Effect of the Number of Persons in a Project’s Profile Picture on the Average Donation. Error Bars Denote 95% Confidence Intervals.

Linear and Quadratic Effect of the Number of Persons in a Project’s Profile Picture on the Average Donation. Error Bars Denote 95% Confidence Intervals.

Visualization of the Effect of the Number of Persons in a Project’s Profile Picture on the Average Donation. Estimates Based on the Topic Model Regressions (Figure 10). The Effects of the Models Where Both the Linear and Quadratic Effects Were Significant Are Represented as Solid Lines.
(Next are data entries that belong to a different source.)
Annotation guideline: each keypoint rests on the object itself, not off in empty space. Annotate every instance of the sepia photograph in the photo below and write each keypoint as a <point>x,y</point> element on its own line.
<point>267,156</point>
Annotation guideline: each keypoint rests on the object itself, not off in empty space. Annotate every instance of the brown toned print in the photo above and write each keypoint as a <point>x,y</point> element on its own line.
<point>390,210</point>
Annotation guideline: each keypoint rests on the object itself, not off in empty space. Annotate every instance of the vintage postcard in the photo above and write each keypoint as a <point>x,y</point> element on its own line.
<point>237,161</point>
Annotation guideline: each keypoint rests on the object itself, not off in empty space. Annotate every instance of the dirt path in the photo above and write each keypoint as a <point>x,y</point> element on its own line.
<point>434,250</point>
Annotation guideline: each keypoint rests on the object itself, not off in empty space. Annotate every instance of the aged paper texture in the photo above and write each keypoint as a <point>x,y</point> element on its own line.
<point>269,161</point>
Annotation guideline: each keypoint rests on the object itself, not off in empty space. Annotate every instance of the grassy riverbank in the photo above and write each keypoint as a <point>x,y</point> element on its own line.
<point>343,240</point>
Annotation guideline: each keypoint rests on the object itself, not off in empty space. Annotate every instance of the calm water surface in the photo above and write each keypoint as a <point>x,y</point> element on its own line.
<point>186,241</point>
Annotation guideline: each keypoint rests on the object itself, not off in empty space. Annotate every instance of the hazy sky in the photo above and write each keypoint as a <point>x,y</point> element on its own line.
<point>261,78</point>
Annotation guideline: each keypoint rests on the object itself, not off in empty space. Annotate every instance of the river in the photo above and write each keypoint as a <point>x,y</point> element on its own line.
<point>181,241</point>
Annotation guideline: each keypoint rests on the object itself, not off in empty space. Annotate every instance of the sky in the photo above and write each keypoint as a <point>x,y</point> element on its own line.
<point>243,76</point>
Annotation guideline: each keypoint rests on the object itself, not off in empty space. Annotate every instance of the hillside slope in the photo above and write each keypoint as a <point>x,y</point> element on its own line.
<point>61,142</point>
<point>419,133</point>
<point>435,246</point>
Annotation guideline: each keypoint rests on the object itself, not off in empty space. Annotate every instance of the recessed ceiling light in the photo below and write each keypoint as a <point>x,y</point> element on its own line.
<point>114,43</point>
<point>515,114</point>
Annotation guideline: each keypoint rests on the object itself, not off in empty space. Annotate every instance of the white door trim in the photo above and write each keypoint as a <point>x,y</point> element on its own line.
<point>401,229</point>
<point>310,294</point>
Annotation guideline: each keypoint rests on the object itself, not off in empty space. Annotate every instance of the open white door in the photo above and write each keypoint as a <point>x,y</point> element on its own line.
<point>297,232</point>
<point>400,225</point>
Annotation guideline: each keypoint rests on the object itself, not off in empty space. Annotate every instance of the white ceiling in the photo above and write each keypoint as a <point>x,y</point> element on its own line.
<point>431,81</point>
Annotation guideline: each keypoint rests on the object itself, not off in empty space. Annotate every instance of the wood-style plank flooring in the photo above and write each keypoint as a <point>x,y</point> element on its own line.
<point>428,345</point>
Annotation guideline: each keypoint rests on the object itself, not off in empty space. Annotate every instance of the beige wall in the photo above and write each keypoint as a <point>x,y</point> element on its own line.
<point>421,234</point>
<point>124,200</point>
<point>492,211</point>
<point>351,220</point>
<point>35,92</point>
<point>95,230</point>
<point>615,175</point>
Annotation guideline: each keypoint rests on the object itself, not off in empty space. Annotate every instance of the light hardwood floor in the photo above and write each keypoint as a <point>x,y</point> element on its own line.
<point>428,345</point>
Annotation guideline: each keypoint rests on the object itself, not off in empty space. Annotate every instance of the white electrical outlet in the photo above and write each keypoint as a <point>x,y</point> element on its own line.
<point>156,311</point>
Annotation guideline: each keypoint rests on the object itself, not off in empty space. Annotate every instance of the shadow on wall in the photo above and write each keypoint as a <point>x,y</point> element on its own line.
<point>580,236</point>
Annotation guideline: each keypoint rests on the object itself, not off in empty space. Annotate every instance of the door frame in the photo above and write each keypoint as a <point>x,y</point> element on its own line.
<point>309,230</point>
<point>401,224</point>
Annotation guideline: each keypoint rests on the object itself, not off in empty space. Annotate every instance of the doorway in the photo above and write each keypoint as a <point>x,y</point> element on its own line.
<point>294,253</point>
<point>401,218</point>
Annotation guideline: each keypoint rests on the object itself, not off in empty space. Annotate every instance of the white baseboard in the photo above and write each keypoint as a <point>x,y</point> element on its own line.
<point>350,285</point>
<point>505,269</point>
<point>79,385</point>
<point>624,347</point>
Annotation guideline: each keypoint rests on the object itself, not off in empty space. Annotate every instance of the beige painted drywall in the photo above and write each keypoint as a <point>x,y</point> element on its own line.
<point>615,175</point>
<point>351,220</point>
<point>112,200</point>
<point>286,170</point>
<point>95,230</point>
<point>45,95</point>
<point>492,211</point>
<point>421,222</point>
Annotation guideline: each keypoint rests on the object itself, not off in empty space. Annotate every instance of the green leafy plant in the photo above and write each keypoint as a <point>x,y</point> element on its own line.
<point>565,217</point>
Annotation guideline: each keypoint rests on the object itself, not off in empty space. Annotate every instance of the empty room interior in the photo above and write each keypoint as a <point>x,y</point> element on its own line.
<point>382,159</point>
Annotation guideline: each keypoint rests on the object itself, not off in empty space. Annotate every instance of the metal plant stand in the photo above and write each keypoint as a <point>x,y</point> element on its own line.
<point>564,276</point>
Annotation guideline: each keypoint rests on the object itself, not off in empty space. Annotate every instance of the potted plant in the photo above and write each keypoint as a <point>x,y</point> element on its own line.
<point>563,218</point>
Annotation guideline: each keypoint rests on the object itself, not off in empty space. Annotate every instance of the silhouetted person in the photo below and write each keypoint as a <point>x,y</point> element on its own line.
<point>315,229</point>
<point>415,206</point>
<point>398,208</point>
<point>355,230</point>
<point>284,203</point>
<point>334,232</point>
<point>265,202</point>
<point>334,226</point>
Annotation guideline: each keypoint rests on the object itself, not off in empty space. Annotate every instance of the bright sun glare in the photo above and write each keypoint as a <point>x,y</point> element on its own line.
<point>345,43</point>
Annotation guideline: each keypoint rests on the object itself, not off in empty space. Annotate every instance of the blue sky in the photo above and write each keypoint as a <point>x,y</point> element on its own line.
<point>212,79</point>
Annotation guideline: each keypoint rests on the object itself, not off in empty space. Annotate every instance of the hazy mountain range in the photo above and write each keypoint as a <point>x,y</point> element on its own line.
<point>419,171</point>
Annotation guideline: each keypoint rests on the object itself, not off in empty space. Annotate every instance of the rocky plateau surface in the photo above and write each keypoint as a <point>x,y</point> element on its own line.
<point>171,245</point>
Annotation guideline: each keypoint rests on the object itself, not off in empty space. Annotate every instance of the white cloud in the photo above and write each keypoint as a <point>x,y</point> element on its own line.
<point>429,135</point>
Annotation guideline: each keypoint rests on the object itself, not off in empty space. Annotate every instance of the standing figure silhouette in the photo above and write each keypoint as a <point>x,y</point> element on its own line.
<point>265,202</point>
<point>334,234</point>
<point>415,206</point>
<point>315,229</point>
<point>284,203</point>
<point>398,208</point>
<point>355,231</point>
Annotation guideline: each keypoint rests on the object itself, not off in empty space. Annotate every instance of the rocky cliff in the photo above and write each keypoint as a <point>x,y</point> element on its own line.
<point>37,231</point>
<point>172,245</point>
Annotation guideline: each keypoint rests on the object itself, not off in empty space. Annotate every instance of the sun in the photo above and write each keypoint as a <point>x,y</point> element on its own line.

In Contrast to the Plot on the Right, Only Projects With a Maximum of 12 Persons in the Picture Were Used to Fit the Models in the Left Plot.
Sensitivity Analysis
It is quite surprising that the effects of the number of persons in the project picture differ so much between models that were fitted on the full sample and models that were fitted on the subset of projects with a maximum of 12 people in the project picture. Beyond following Garinther et al. (2022), there was no theoretical rationale for using 12 as the cutoff. I, therefore, analyzed how sensitive the estimates are to this threshold. For the three dependent variables (amount of funds raised, number of donations, and average donation), I analyzed how the effect of the number of people in the picture changes as a function of the maximum number of persons in the project picture present in the sample. I started with a threshold of three, meaning only projects with a maximum of three persons in the picture were considered for fitting the model, increasing by increments of one person all the way up to a maximum of 30 persons (x-axis in Figure 12). The models that only include a linear term show an exponential decay in the effect of the number of persons in the picture that asymptotically converges to a small effect for all three dependent variables (but not asymptotically significant for the effect on the average donation). The effects are not very sensitive around the threshold of 12 persons but quite sensitive for smaller numbers (i.e., 3–8 persons). For all three dependent variables, the maximum effect is achieved when only projects with no more than four people in the project picture are considered. For the models that also include a quadratic effect, the linear effect only starts to positively affect the dependent variable once projects with six to seven people are also included in the sample.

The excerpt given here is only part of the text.